In This Edition
- Plan 1 COLA Proposals to Legislature
- WA State Legislative Bill Summary
- CA Supreme Court to Consider Allowing Cuts Public Pensions
- White House Relaxes Penalties Against Nursing Homes
Plan 1 COLA Proposals to Legislature
The State Legislature convened on January 8th for the second half of its 65th session. On the docket already this year are five Plan 1 COLA bills, three in the House and two in the Senate. All five bills propose a one-time 3% COLA for Plan 1 members, the difference being whether it is capped or not.
At this point, RPEC is in support of all the bills. Our position is simply that Plan 1 members need some form of remedy to offset ever-increasing costs of food, utilities, housing and health care.
Next week, we will be sending an Action Alert to members asking them to contact their legislators and remind them of the need for a Cost of Living increase to their Plan 1 pension, which has gone without any inflationary increase since 2011.
The bills are as follows:
HB 2323/SB 6290 – A one-time 3% PERS/TRS Plan 1 COLA with no cap
HB 2511 – A one-time 3% PERS/TRS Plan 1 COLA capped at $750/yr. or $62.50/mo.
HB 2452/SB 6305 – A one-time 3% PERS/TRS Plan 1 COLA capped at $750/yr. or $62.50/mo., and it also includes a PEBB Medicare Subsidy increase.
WA State Legislative Bill Summary
Here is a link to the list of bills currently of focus to RPEC: http://www.rpecwa.org/bill-summary-1-12-2018/
California Supreme Court to Consider Allowing Cuts to Public Pensions
From Bloomberg – California Governor Jerry Brown said legal rulings may clear the way for making cuts to public pension benefits, which would go against long-standing assumptions and potentially provide financial relief to the state and its local governments.
Brown said he has a “hunch” the courts would “modify” the so-called California rule, which holds that benefits promised to public employees can’t be rolled back. The state’s Supreme Court is set to hear a case in which lower courts ruled that reductions to pensions are permissible if the payments remain “reasonable” for workers.
“There is more flexibility than there is currently assumed by those who discuss the California rule,” Brown said during a briefing on the budget in Sacramento. He said that in the next recession, the governor “will have the option of considering pension cutbacks for the first time.”
White House Relaxes Penalties Against Nursing Homes
From California Healthline – The Trump administration — reversing guidelines put in place under President Barack Obama — is scaling back the use of fines against nursing homes that harm residents or place them in grave risk of injury.
The shift in the Medicare program’s penalty protocols was requested by the nursing home industry. The American Health Care Association, the industry’s main trade group, has complained that under Obama, federal inspectors focused excessively on catching wrongdoing rather than helping nursing homes improve.

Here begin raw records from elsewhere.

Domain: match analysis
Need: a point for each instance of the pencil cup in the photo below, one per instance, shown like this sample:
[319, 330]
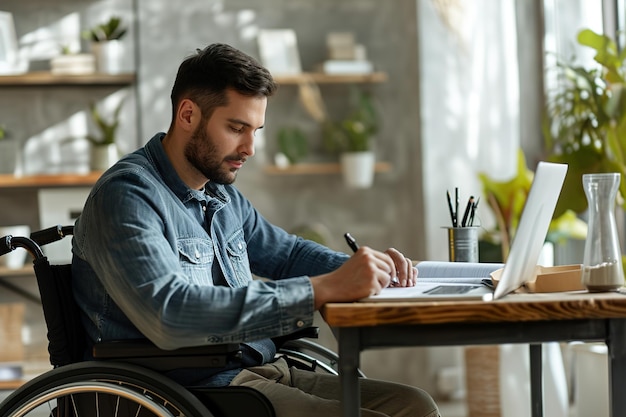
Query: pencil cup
[463, 244]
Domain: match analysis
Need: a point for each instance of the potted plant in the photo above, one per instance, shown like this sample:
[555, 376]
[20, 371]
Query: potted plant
[107, 46]
[585, 121]
[104, 151]
[8, 152]
[72, 63]
[352, 138]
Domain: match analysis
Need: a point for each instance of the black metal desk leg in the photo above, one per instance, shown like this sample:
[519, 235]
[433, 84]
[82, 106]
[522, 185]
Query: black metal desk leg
[349, 356]
[536, 381]
[616, 342]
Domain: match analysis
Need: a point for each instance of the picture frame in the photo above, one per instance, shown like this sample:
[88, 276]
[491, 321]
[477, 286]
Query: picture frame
[278, 49]
[9, 52]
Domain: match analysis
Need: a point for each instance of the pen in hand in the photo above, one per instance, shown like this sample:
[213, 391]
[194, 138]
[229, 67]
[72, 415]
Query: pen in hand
[355, 247]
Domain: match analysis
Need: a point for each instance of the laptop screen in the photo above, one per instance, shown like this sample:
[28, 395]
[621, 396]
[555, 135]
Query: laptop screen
[533, 227]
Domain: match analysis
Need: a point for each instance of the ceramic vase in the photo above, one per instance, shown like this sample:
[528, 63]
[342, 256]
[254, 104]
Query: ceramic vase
[358, 169]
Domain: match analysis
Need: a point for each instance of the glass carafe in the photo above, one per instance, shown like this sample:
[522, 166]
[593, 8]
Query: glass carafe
[602, 264]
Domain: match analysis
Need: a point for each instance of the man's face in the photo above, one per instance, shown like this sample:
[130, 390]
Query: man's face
[219, 148]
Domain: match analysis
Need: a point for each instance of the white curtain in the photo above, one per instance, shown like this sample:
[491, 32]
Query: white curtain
[470, 104]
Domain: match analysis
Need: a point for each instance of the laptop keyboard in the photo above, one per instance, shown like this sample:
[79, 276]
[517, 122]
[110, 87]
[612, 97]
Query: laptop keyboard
[451, 289]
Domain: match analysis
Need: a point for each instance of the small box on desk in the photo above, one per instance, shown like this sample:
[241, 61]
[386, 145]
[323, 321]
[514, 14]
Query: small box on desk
[549, 279]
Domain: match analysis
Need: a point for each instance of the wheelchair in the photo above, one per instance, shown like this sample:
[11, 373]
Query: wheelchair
[126, 377]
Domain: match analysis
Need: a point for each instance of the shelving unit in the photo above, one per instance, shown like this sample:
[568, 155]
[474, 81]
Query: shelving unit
[321, 78]
[48, 79]
[318, 169]
[49, 180]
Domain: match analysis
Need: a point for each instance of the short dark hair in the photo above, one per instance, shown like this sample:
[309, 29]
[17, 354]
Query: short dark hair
[205, 76]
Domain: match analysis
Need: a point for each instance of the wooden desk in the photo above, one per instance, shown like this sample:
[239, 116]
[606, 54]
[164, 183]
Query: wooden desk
[518, 318]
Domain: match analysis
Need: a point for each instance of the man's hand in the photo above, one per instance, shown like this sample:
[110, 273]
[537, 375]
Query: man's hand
[406, 272]
[366, 273]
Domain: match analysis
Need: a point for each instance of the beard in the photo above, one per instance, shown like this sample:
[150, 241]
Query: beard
[202, 154]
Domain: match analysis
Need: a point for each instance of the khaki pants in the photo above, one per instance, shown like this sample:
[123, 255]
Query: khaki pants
[294, 392]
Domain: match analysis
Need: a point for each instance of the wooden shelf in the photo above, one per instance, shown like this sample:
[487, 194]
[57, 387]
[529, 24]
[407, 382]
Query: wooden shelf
[51, 180]
[27, 270]
[47, 79]
[321, 78]
[318, 169]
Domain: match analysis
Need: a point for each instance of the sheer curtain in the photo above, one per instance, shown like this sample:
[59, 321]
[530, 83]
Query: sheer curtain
[470, 104]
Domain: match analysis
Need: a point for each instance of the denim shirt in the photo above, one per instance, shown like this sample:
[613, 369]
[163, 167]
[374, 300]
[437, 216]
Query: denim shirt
[153, 258]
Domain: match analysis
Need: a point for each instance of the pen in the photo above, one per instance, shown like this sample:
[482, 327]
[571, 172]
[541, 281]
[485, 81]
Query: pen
[452, 215]
[351, 242]
[469, 206]
[471, 220]
[456, 209]
[355, 247]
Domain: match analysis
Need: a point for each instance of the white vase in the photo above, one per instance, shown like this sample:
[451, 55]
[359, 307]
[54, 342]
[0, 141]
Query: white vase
[358, 169]
[103, 157]
[110, 56]
[9, 155]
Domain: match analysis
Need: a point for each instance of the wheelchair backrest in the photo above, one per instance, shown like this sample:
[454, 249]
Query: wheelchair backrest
[66, 335]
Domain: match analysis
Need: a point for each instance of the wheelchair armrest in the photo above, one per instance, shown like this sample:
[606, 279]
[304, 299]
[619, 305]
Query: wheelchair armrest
[309, 332]
[145, 353]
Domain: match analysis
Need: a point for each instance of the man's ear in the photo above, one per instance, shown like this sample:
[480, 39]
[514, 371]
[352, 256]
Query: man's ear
[188, 115]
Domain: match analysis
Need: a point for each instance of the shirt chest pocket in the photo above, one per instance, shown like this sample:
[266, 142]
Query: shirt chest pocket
[196, 257]
[238, 256]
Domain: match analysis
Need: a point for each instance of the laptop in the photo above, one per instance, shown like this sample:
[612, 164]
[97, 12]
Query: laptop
[523, 255]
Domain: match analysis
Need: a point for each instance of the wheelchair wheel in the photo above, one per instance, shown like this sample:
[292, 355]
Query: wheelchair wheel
[104, 389]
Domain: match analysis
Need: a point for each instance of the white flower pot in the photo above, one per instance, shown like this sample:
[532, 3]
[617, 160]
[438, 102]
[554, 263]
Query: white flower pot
[358, 169]
[103, 157]
[9, 155]
[110, 57]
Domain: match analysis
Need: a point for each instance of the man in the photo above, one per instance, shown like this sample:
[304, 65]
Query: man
[166, 247]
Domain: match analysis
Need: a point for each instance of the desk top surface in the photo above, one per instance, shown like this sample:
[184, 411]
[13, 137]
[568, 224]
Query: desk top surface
[512, 308]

“It is critical that we have relief,” Mark Parkinson, the group’s president, wrote in a letter to then-President-elect Donald Trump in December 2016.
Since 2013, nearly 6,500 nursing homes — 4 of every 10 — have been cited at least once for a serious violation, federal records show. Medicare has fined two-thirds of those homes. Common citations include failing to protect residents from avoidable accidents, neglect, mistreatment and bedsores.
The new guidelines discourage regulators from levying fines in some situations, even when they have resulted in a resident’s death. The guidelines will also probably result in lower fines for many facilities.